Does anyone know of any obscure piece of Scot's Law that could be used to put Blair McDougall behind bars?  He deserves it for what he said in this video and for the insufferable smugness he displayed.

https://twitter.com/i/status/1199761519774511104

----------


## j4bberw0ck

It seems to be a key characteristic of socialists / nationalists everywhere that - presented with something they don't like to hear - they want to lock up the "offender".  Several Labour MPs in Westminster have said in the last few months they could never, ever, be friends with a Tory.  Why on earth not?  Friendship must be something deeper than political affiliation.  Whoever Blair MacDonald is or was, he called something wrong.  Even for a Nationalist, that shouldn't be something for which one is deprived of liberty!  Does Scots Law have deep, dark oubliettes where people who think the "wrong" things can be conveniently secreted?  Or has Corky discovered his inner sense of humour?  :: 

Free speech for all!  And no "right to be offended".  Being smug is not a crime!

----------


## Corky Smeek

> It seems to be a key characteristic of socialists / nationalists everywhere that - presented with something they don't like to hear - they want to lock up the "offender".  Several Labour MPs in Westminster have said in the last few months they could never, ever, be friends with a Tory.  Why on earth not?  Friendship must be something deeper than political affiliation.  Whoever Blair MacDonald is or was, he called something wrong.  Even for a Nationalist, that shouldn't be something for which one is deprived of liberty!  Does Scots Law have deep, dark oubliettes where people who think the "wrong" things can be conveniently secreted?  Or has Corky discovered his inner sense of humour? 
> 
> 
> 
> Free speech for all!  And no "right to be offended".  Being smug is not a crime!

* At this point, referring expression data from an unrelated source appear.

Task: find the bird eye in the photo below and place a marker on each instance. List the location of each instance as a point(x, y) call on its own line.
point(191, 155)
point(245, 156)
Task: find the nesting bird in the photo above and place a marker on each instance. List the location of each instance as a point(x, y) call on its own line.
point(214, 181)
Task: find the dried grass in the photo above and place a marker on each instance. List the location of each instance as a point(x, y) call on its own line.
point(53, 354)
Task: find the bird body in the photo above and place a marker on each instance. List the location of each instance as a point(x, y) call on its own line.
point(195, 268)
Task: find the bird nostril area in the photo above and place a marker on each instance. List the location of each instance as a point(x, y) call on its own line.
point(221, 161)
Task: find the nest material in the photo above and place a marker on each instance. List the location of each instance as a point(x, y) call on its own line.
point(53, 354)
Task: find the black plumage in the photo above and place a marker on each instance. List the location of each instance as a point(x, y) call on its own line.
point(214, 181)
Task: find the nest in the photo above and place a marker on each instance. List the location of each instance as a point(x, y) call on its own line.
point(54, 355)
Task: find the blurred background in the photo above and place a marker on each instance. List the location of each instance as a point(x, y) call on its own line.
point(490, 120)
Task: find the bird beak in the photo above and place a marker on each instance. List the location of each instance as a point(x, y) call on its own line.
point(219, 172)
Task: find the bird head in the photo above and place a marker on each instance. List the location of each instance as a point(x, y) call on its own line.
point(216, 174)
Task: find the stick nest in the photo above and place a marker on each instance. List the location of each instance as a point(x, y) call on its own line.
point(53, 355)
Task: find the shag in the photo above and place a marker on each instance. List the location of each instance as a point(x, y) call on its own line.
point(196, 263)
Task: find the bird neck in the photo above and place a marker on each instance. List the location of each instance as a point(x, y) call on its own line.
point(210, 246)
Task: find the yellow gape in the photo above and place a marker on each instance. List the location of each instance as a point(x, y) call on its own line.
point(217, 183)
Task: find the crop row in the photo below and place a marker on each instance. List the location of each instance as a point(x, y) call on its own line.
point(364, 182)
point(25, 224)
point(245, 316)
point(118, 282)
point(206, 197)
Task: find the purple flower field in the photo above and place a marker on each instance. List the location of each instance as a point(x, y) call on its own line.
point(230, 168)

I'm not sure who you are talking about but Blair *McDougall* ran the Better Together campaign during Indyref 1 and was one of the chief architects of "Project Fear".   
If "free speech for all" is what you stand by why have you responded in such high dudgeon. Surely I must, by your rules, be allowed to say what I want. Your faux outrage seems a little puzzling in that context particularly alongside your assertion of no "right to be offended". Or perhaps your inner sense of humour has also made an appearance.

----------


## j4bberw0ck

> I'm not sure who you are talking about but Blair *McDougall* ran the Better Together campaign during Indyref 1 and was one of the chief architects of "Project Fear".


Oh, OK, thanks.  I'd (with many regrets) moved away from Scotland by that time so Mr McDougall / MacDonald's mere existence had passed me by entirely.  My loss, I'm sure.




> If "free speech for all" is what you stand by why have you responded in such high dudgeon. Surely I must, by your rules, be allowed to say what I want. Your faux outrage seems a little puzzling in that context particularly alongside your assertion of no "right to be offended". Or perhaps your inner sense of humour has also made an appearance.


Crikey, Corks......... "high dudgeon"?  "faux outrage"?  Rilly?

As a general principle I'm pro-Libertarian on the free speech issue.  So yes, in general, and so long as free speech doesn't cross over into naked incitement and a few basic human courtesies are observed, people should be free to express their opinion.  The arbiter of "incitement" is NOT the person who decides to be offended - that's where we've gone wrong.  The "right to be offended" is championed by victim groups who are largely pushing a self-serving Marxist agenda.  So, please - you don't need my consent to say what you want to say; whether I decide to respond or not is based on whether I think what you say is arguable or not.   You certainly won't find me dressing up as a snowflake and complaining - or at least, the only circumstance I can think of offhand in which I might complain is rather unlikely to happen.

Horse on, Corky!  I'm enjoying myself, anyway  ::

----------


## Corky Smeek

> Horse on, Corky!  I'm enjoying myself, anyway


Aye, shame it'll all be over in a couple of weeks.

----------